The company in October welcomed a new CEO in Paul McKenzie, only its third leader since the firm was privatised (from Commonwealth Serum Laboratories) back in 1994. He’s already faced tough questions from shareholders at its AGM, particularly around CSL’s only earnings downgrade in recent memory in June. The company is one of a couple said to be under threat from generic treatments including those of Novo Nordisk’s blockbuster obesity drug Ozempic.
But Livewire contributor favourite Rudi Filapek-Vandyck – a long-time fan of the multi-national firm – is among many who remain unphased.
In a recent Livewire article, Rudi described CSL as: “One of Australia's most successful business stories from the past three decades, widely regarded as the benchmark for 'quality' on the ASX.”
9. Mineral Resources (ASX: MIN): -17.25%
- Market cap: $11.76 billion
- Broker consensus: BUY based on 20 ratings (15 buy, 2 hold, 3 sell)

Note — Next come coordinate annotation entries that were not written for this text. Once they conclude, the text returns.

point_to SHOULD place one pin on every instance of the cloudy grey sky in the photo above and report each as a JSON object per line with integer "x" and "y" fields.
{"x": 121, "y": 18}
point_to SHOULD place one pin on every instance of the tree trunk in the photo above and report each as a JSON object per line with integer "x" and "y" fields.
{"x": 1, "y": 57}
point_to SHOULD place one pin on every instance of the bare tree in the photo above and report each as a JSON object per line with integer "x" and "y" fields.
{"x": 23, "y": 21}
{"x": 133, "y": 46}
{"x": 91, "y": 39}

A diversified mining company, Mineral Resources’ primary businesses are in mining services and the production of lithium and iron ore. The company is often cited as an example of stellar management, led by Australian mining sector veteran Chris Ellison. “Ellison’s deals could be the seeds of a future lithium juggernaut that only Mineral Resources is capable of commercialising given their competitive advantages in logistics,” wrote Blackwattle Investment Partners’ Ray David on Livewire last month.
And with a raft of M&A activity in the space – notwithstanding Gina Rinehart’s block trades – who knows what 2024 might bring for the company and its shareholders? Long-time Livewire contributor Barry Fitzgerald in September made a bold call on the lithium supply-demand dynamic: “The current lithium price weakness could be swept away soon anyway as the weaker prices are beginning to knock out higher-cost Chinese supply, opening up a widening supply gap.”

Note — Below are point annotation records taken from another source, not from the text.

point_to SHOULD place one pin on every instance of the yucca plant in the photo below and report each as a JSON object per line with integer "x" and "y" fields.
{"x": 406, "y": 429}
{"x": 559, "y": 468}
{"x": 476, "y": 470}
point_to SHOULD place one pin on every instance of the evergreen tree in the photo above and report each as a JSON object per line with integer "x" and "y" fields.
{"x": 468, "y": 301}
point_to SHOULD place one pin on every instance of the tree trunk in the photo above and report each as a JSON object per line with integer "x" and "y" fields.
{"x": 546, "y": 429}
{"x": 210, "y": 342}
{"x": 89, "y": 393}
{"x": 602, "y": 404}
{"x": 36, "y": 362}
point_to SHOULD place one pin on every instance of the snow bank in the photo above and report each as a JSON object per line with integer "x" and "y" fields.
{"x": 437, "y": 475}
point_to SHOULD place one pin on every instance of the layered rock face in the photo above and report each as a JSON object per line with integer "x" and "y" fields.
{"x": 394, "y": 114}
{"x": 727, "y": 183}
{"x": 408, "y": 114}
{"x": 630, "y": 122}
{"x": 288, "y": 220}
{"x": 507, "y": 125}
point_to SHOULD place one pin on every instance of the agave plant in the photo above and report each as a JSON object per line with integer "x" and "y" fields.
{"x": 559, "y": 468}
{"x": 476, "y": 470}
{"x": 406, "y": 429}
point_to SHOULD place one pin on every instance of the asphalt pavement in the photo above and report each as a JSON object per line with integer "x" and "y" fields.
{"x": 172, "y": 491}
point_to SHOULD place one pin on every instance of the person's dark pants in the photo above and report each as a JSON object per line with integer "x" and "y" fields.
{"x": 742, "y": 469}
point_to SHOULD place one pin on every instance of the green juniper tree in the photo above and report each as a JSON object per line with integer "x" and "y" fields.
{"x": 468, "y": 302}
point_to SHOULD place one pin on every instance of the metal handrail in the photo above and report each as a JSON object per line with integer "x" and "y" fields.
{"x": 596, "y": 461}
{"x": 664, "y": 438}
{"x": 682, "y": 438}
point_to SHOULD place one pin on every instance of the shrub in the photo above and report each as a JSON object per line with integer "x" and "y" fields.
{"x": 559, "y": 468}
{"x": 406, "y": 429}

10. Allkem (ASX: AKE): -23.49%
- Market cap: $5.44 billion
- Broker consensus: STRONG BUY based on 21 ratings (16 buy, 4 hold, 1 sell)

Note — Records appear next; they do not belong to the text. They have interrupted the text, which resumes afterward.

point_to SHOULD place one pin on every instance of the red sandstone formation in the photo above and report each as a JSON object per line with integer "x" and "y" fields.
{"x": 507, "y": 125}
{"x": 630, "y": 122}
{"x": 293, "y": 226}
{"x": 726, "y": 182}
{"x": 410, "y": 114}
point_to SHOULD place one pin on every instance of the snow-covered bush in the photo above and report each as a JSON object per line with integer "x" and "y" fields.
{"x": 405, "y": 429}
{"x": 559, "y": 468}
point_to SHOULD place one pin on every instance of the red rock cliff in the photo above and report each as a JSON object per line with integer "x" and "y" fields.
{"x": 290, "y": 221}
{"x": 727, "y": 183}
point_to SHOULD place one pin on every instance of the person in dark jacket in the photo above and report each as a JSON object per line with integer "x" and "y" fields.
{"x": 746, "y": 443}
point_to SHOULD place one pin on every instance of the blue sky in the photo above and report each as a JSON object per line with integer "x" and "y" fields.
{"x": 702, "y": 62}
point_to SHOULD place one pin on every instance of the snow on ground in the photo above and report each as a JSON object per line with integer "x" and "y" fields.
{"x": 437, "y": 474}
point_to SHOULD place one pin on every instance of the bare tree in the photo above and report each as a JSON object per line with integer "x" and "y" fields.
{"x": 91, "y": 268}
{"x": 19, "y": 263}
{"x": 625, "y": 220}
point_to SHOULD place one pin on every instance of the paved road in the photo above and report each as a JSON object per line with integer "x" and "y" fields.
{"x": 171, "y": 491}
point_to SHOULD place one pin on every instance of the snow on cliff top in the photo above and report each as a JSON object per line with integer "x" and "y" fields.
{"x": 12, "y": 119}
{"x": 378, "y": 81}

Australia’s highest-profile lithium play, Allkem was formed out of the 2021 merger of Galaxy Resources and Orocobre. As shown in the below chart, the firm’s share price performance versus the index in 2023 has been underwhelming. This has coincided (unsurprisingly) with the movement of the lithium price, which is down about 75% in the year so far. Livewire’s Carl Capolingua recently detailed some of the reasons for this, discussing both the bear case and the bull case. This positive viewpoint is one that’s being firmly embraced by the lithium faithful – and it’s on display in this Livewire top-tipped list, which features three lithium producers. It remains to be seen how welded-on these investors remain if the substantial downside electric vehicle sales risks, as cited by the likes of Morgan Stanley, play out in 2024.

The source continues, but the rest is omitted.